MARLENE DESCHLER/SGH
Favorite characters with hilarious personas return in ‘A Tuna Christmas.’ Pictured left to right is Mary Deters as Pearl Burras, Nolie Kapplinger as Dixie Deberry, Sarah Schroeder as Garland Poteet and Sara Kroshus as Inita Goodwin.
MARLENE DESCHLER/SGH Favorite characters with hilarious personas return in ‘A Tuna Christmas.’ Pictured left to right is Mary Deters as Pearl Burras, Nolie Kapplinger as Dixie Deberry, Sarah Schroeder as Garland Poteet and Sara Kroshus as Inita Goodwin.
Last February, they had us rolling on the floor with laughter until we cried.

The Greater Tuna cast is back for the second in the series of plays with, A Tuna Christmas.

This play continues the “affectionate comment on small-town, Southern life and attitudes” with more laughter and satire to be enjoyed!

Audiences will become reacquainted with their favorite Tuna characters plus meet a couple new ones.

A Tuna Christmas is set in the fictional small town of Tuna, Texas.

“The third smallest town in Texas.” Wikipedia explains, “The plot of ‘A Tuna Christmas’ centers on the town’s annual Christmas Yard Display Contest, won 14 times in a row by Vera Carp. A mysterious ‘Christmas Phantom,’ known for vandalizing the yard displays, threatens to throw the contest into turmoil.” This is not all that happens in Tuna, you’ll want to check it out and see all that goes on in this small town!”

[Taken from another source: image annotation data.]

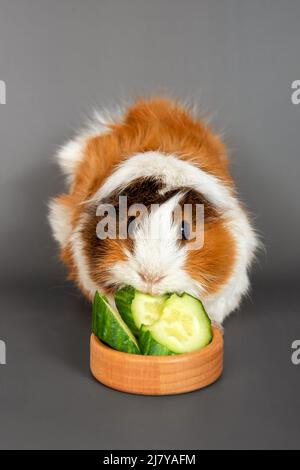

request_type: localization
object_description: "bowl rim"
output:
[91,326,223,363]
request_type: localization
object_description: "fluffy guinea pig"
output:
[49,98,257,324]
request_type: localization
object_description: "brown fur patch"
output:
[54,98,235,294]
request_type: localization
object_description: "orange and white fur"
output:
[49,98,257,324]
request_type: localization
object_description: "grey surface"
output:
[0,0,300,448]
[0,280,300,449]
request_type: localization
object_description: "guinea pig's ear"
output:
[48,194,73,248]
[56,137,86,184]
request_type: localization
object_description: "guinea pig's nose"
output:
[139,272,165,286]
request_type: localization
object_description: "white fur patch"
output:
[70,214,98,299]
[48,199,72,247]
[92,152,234,210]
[110,195,203,295]
[56,108,123,184]
[68,152,257,324]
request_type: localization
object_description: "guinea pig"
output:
[49,97,258,324]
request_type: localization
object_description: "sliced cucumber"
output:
[115,286,169,336]
[139,325,174,356]
[92,292,140,354]
[140,294,212,354]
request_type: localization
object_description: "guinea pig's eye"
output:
[127,217,135,235]
[180,220,190,240]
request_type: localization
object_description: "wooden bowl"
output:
[91,328,224,395]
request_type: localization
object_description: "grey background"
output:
[0,0,300,449]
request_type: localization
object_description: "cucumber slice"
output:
[140,294,212,354]
[139,325,174,356]
[115,286,169,336]
[92,292,140,354]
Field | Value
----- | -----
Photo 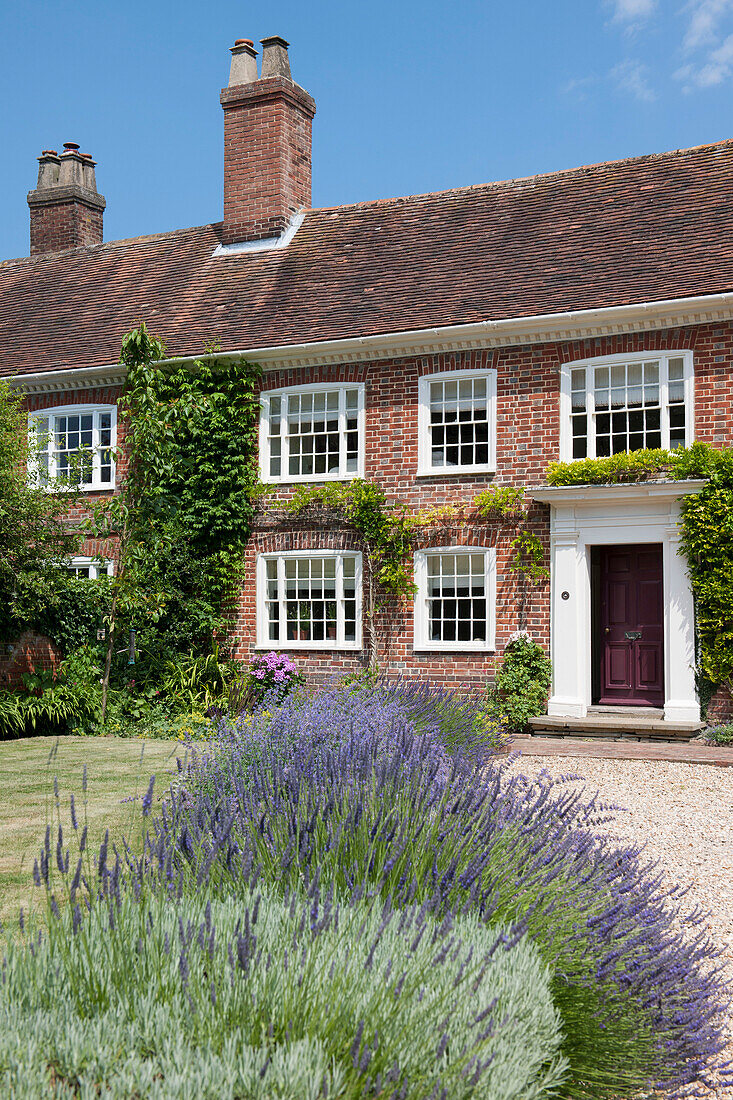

“All of our favorite characters are back but now in some different places,” remarked Director Kay Capps Cross. “Different characters meet and interact, and we also get to meet new characters whose names we have heard before, but haven’t met.”

The cast is small, but the characters are many. Each cast member plays multiple parts, making it quite a challenge to remember who they are at each point in the play and their relationship with the other cast member on the stage.

“Having a small cast like this allows us time to sit and talk about the process of the play and the characters in it and go into more depth,” added Cross. “It is my favorite kind of directing.”

The plays were originally written and performed by two men, each playing the many different roles.

The authors understood that not all groups would be able to perform the plays in this way so have given directors the license to adjust roles as needed to work with their cast members.

“It was a fun challenge to switch the gender roles in Greater Tuna. For continuity, we needed to continue in the same manner for this one. I hadn’t looked ahead for plot twists, etc. in the second show when I made the changes in the first one, so it has been a exciting challenge to make it all work,” explained Cross.

The cast began to gather some in late November, but Cross traveled a lot in December for her job and so rehearsals were a bit spotty.

“It has not been the traditional rehearsal period so that is very challenging, but this past week we have all been together so we are seeing things we haven’t seen before which is great! Having fellow cast members watching from the audience’s point-of-view is very helpful as it helps those on stage remember and realize how funny the show really is.”

Cast members are Robin Bartell, Mary Deters, Nolie Kapplinger, Sara Kroshus, Jan Lochner, Bethany Sauer, Sarah Schroeder, and Jen Solberg.

“We have some amazing moments in this show,” added Cross. “It is still politically incorrect, but when we take the crusty shell off the characters, there is real humanity there. The show is an advertisement for ‘ignorance is not stupidity.’ Ignorant really means ‘you don’t know.’ These characters truly just don’t know.”

A Tuna Christmas opens Thursday night, Feb. 8 and runs Friday, Feb. 9 and Saturday, Feb. 10.

There are also two shows the following week, Thursday, Feb. 15 and Friday, Feb. 16. Doors open at 7 p.m. and the show is at 7:30 p.m.

All seats are $10 and general admission. They may be purchased in advance at Merchants Bank in Spring Grove or at the door of the show. Each evening, beer and wine will be available for purchase along with snacks.

Ye Olde Opera House is located on Main Street in Spring Grove. Wondering if the show is appropriate for kids or teens? Cross says there is some swearing and some adult themes; it could be rated as TV-MA.